Transcription: #7 Innovation et crise de la broderie
Marcel Anderwert
En 1901, la société Rohner & Tobler a été fondée tant qu'entreprise d'articles au mètre et de broderie «nollen». (Nollen = points plumetis) Leurs machines à broder permettaient de réaliser les mêmes motifs qu'avec le métier à point plat. En 1903, la maison avec un local de broderie et des appartements fut acquise. Elle avait été construite peu de temps avant par Emil Tanner comme bâtiment typique du début du siècle. La maison jumelée allongée, avec ses ‘tours latérales’ et les balcons des étages supérieurs joliment encadrés, domine l’image du quartier. Notez également les ornements en bois qui ressemblent à de la broderie. En 1906, les deux propriétaires se sont séparés et ont pris des chemins différents. Ferdinand Tobler continuait à gérer l'entreprise de broderie colorée et, au fil des années, ajoutait à son usine d'autres bâtiments avec des ateliers de broderie et des appartements: Le «Kamelhof», ainsi que le grand bâtiment que nous venons de dépasser, deux bâtiments de la Schulstrasse où se trouvaient des machines à broder à la main et la grande maison de l'Oberstrasse. Dans ce bâtiment, devant lequel vous vous trouvez maintenant, il y avait le finissage, la vente et le bureau. Durant la meilleure période, l'entreprise employait plus de 90 personnes. La crise de la broderie a imposé une réorientation. Vers 1929, ils se sont lancés dans une fabrication de bas en soie artificielle et en laine, ainsi que de chaussettes. Ils ont dû se procurer des machines à tricoter circulaire et une remailleuse. Les maisons servaient toujours aux buts commerciales et résidentielles. Elsa Nänny, la fille aînée du fabricant de bas Willy Tobler, raconte:
«Dans notre maison à l'Heidenerstrasse 16, il y avait deux salles, les machines se trouvaient en bas. Je ne m'y suis jamais sentie à l’aise, parce que le sol était huileux, et j'avais peur de glisser sous les machines et de m'y coincer. Là-derrière, il y avait le chauffage et dans le hall supérieur, la ‘Kettlerei’, ou les bas étaient cousus, triés et contrôlés. Quand les ouvrières trouvaient des mailles coulées, elles devaient les reprendre. Ensuite les bas étaient livrés à la teinturerie. Je pense qu'ils étaient revenus de la teinturerie en bottes de vingt pièces. Plus tard on en faisait de douze.»

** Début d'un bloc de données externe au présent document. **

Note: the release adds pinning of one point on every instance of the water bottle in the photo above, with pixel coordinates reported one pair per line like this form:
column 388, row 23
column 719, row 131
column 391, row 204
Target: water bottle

L’usine a été contrôlée sévèrement par le patron Ferdinand Tobler. C'était la seule façon de garantir la qualité exigée. Pour les employés ce n’était pas toujours facile. Elsa se souvient de la scène suivante:
«J’allais souvent à l’expédition, mais moins dans la maison de broderie. Il y avait là une odeur agréable de fil, alors j'aimais bien y aller. Un jour, je me suis trouvée à côté de Mme Hohl, qui travaillait à la machine à bobines. Juste à ce moment-là mon grand-papa est passé. Il avait l’habitude de faire le tour de l’usine deux fois par jour. Mme Hohl venait de m’apprendre à faire le nœud du tisserand. Le fil s’était de nouveau rompu, et elle était tellement gênée par la présence du patron, qu’elle n’a pas réussi à faire le nœud. Mon grand-père restait juste là à regarder. J’ai fait un geste du doigt pour lui montrer comment faire le nœud. Elle y est arrivée très soulagée et reconnaissante. Bien sûr, je m’en souviens encore aujourd’hui.»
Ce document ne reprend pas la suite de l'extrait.